When possible, I tried to separate
single-threaded results from multi-threaded ones. However, it appear
that 7-zip has no thread-selection options, and by default it spawn as
many threads as the hardware threads the CPU provide. So I marked 7-zip
results with an asterisk (*)
Many compressors expose some tuning – for
example, selecting “-1” generally means a faster (but less effective)
compression that “-9”. I experimented with these flags also, where
applicable.
Compressing a CentOS 6.5 root image file
Let start our analysis compressing a mostly executables-rich dataset: a minimal CentOS 6.5 root image. Executables and binary files can often be reduced – albeit with somewhat low compression ratios.
As you can see, both lz4 and lzop maintain
their promise to be very fast, both at compression and decompression –
albeit lz4 is the absolute winner. On the other hand, they have
relatively low compression factor. However, ask them to increase their
compression ratio (via “-9” switch) and they slow down immensely,
without producing appreciably smaller files.

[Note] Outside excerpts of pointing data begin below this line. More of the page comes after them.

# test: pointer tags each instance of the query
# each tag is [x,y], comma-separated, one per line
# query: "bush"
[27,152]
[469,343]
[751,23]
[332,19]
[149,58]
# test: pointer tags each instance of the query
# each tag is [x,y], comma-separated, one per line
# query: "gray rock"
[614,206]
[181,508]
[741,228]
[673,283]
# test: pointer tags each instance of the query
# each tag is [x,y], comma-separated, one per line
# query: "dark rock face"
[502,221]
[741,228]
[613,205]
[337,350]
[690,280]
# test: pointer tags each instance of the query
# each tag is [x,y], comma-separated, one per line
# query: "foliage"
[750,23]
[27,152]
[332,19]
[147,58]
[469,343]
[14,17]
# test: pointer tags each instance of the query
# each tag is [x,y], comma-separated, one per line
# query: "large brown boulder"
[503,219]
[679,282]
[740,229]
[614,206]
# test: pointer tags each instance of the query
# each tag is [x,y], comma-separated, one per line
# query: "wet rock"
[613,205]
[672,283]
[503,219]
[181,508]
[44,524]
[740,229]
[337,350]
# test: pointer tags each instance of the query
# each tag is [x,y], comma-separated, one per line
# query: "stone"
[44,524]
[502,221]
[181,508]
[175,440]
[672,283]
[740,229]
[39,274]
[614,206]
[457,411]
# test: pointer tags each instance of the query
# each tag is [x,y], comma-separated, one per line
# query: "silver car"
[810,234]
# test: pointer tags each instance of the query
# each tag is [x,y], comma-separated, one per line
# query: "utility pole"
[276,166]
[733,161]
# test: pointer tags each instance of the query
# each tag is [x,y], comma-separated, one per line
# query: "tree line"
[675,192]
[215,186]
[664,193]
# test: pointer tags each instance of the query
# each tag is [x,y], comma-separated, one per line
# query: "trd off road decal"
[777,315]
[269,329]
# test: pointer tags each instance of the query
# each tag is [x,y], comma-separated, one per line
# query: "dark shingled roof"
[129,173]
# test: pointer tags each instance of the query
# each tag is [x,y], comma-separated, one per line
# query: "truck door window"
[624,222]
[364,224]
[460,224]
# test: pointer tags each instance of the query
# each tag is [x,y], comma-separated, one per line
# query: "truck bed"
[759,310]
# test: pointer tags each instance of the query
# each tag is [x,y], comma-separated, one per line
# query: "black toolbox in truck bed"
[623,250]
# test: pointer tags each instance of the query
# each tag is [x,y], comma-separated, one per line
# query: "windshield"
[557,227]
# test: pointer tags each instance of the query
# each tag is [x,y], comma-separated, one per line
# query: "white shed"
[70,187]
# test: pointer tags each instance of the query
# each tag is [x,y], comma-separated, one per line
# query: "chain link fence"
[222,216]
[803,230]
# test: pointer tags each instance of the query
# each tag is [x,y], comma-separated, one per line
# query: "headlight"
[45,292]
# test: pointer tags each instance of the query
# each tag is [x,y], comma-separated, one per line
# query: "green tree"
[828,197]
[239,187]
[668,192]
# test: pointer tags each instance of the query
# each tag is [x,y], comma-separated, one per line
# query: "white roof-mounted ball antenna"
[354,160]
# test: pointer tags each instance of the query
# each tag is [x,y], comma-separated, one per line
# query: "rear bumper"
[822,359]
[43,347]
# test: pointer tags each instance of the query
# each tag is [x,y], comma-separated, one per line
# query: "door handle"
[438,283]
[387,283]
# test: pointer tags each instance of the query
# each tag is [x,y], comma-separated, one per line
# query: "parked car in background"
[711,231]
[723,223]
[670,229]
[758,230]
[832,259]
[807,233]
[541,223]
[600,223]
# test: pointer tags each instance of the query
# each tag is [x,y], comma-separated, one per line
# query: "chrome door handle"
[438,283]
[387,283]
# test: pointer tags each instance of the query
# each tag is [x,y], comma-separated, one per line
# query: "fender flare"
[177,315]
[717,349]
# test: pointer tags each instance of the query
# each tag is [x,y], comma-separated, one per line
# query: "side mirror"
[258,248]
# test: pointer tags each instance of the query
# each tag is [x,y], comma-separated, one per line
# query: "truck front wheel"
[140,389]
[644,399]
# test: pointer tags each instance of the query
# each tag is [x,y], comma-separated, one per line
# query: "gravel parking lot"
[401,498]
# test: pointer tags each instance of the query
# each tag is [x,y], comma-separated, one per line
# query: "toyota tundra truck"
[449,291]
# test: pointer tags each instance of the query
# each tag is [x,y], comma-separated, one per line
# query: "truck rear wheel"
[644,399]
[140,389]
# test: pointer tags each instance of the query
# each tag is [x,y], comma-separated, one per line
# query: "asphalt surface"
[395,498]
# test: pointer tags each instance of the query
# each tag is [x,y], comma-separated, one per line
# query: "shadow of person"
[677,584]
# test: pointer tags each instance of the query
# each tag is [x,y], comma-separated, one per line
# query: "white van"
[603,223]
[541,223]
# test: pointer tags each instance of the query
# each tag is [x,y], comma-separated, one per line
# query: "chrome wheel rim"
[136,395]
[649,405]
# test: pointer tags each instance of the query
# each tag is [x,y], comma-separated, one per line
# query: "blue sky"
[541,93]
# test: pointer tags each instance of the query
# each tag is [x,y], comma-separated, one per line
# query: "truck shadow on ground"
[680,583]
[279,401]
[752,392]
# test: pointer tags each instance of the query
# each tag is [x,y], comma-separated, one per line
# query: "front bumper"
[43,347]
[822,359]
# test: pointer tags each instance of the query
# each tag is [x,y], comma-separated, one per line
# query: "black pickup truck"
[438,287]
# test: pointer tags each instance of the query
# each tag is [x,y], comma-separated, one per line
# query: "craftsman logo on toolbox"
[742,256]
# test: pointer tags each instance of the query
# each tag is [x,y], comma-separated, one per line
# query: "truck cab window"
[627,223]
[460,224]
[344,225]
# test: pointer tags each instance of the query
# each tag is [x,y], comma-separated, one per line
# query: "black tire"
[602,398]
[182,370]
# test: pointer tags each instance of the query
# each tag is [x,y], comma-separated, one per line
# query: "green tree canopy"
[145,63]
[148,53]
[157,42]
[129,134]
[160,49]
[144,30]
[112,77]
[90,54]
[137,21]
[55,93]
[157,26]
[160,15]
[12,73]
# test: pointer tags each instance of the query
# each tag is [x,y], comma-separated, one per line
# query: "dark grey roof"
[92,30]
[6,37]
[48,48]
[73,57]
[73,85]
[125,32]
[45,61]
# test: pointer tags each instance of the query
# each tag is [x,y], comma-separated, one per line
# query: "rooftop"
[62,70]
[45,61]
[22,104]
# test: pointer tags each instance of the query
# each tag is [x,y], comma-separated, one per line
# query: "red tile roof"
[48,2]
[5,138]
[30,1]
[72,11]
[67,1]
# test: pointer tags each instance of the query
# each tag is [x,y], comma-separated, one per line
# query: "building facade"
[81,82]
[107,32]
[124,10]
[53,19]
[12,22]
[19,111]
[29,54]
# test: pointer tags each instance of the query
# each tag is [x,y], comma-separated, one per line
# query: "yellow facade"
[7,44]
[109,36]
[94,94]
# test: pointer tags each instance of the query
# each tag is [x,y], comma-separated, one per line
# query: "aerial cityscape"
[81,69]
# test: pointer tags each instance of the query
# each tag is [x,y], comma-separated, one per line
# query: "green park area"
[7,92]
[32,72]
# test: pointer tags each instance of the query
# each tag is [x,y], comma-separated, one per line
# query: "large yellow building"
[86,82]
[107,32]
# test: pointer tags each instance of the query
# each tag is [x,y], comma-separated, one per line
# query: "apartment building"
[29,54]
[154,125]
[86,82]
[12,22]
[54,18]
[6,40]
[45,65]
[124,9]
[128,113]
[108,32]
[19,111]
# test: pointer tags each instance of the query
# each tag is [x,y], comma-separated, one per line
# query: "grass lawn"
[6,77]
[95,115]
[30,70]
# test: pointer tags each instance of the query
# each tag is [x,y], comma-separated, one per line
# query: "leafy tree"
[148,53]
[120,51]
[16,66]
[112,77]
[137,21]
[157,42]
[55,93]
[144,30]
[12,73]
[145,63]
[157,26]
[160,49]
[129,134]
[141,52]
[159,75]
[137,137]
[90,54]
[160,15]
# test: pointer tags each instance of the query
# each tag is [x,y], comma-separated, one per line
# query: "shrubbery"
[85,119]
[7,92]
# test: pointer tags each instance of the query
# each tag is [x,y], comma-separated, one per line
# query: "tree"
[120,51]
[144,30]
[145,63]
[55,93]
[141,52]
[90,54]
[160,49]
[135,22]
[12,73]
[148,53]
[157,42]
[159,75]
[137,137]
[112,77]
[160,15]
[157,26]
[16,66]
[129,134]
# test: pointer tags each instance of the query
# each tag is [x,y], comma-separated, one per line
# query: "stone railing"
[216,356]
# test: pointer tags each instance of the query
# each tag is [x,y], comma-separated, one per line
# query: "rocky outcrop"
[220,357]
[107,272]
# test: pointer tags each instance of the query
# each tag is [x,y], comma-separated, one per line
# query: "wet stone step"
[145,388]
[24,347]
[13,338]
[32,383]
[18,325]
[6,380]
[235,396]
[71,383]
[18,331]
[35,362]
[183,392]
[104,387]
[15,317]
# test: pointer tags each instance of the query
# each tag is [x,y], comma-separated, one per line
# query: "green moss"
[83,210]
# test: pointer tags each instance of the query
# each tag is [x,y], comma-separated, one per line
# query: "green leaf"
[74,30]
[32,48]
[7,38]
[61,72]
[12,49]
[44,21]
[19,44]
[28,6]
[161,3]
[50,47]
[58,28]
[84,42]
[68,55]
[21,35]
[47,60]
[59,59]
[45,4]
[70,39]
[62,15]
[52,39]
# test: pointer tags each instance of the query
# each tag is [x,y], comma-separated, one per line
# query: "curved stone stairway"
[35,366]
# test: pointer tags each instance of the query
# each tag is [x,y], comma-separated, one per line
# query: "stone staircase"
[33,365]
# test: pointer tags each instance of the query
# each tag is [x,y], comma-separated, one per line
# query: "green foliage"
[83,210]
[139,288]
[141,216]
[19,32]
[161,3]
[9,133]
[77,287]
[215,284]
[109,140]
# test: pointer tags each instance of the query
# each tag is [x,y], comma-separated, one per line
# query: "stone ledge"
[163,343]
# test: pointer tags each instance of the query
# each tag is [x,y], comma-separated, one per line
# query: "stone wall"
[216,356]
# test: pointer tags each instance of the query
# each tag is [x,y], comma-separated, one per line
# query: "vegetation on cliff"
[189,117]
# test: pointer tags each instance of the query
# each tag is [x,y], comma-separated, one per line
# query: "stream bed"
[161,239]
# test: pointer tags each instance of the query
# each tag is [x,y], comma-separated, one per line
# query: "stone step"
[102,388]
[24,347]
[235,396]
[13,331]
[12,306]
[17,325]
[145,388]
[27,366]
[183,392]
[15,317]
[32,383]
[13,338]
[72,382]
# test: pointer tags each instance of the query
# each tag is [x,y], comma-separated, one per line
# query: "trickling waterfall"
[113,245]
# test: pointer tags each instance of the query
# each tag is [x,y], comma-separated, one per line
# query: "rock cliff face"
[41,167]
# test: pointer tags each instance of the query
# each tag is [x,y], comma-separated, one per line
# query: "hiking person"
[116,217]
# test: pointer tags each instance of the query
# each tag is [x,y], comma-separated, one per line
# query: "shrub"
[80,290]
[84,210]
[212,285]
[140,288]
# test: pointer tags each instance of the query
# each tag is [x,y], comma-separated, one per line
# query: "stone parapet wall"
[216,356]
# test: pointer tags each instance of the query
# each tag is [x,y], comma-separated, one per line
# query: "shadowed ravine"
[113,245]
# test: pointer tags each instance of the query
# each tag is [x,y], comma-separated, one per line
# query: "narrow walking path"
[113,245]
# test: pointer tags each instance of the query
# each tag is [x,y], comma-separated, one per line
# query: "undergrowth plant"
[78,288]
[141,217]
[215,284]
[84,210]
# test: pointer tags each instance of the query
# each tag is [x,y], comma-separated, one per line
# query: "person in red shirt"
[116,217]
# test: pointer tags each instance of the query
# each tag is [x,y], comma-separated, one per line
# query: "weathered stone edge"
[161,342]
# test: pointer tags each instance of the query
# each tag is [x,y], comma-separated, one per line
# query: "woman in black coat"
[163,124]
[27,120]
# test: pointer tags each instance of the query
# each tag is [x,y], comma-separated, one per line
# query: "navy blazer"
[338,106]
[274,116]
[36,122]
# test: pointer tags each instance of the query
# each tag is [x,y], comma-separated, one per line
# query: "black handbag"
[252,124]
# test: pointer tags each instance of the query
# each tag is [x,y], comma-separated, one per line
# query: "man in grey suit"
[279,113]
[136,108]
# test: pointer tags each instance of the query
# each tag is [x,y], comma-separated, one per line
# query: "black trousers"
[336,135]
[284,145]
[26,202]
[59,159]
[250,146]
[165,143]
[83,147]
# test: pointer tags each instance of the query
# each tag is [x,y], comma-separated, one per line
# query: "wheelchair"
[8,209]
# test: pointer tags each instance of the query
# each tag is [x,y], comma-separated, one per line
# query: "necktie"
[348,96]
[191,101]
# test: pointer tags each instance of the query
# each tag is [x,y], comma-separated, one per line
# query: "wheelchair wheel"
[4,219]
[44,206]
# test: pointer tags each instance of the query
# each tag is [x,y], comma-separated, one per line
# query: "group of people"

Gzip and especially bzip2 shows are not so
good – while their compression factor is better (3X), they suffer a
massive performance hit.
7-zip and xz have very low compression speed, but very high compression ratio and acceptable decompression speed.
Remember that these are single-threaded
results. Moder CPU, with multiple cores, can be put to good use using
some multi-threaded compression programs:
Scaling:Pigz, pbzip2 and pxz all produce way better results than theri single-threaded counterparts. However, while compression scaling is often very good, only pbzip2 is capable of decompression acceleration also.
Compressing the linux kernel 3.14.1 sources
Sources are text files, and text files
generally have very good compression ratios. Let see how our contenders
fare in compressing the linux kernel 3.14.1 source tar file:
While the relative standing remains the same, we can see two differences:- as expected, the compression ratio is somewhat higher
- lzop is considerably faster at compression compared to the previous run.
and scaling:
Compression scaling remain excellent, with pxz in the last place.
Conclusions
From the above benchmarks, is clear that each contender has it specific use case:
- lz4 and lzop are very good for realtime or near-realtime compression, providing significant space saving at a very high speed
- gzip, especially in the multithreaded pgiz version, is very good at the general use case: it has both quite good compression ratio and speed
- vanilla, single-threaded bzip2 does not fare very well: both its compression factor and speed are lower than xz. Only the excellent pbzip2 multithreaded implementation somewhat redeem it
- xz is the clear winner in the compression ratio, but it is one of the slower programs both at compressing and decompressiong. If your main concern is compression ratio rather than speed (eg: on-line archive download) you can not go wrong with it
- 7zip basically is a close relative of xz, but it main implementation belong to the windows ecosystem. Under Linux, simply use xz instead of 7-zip.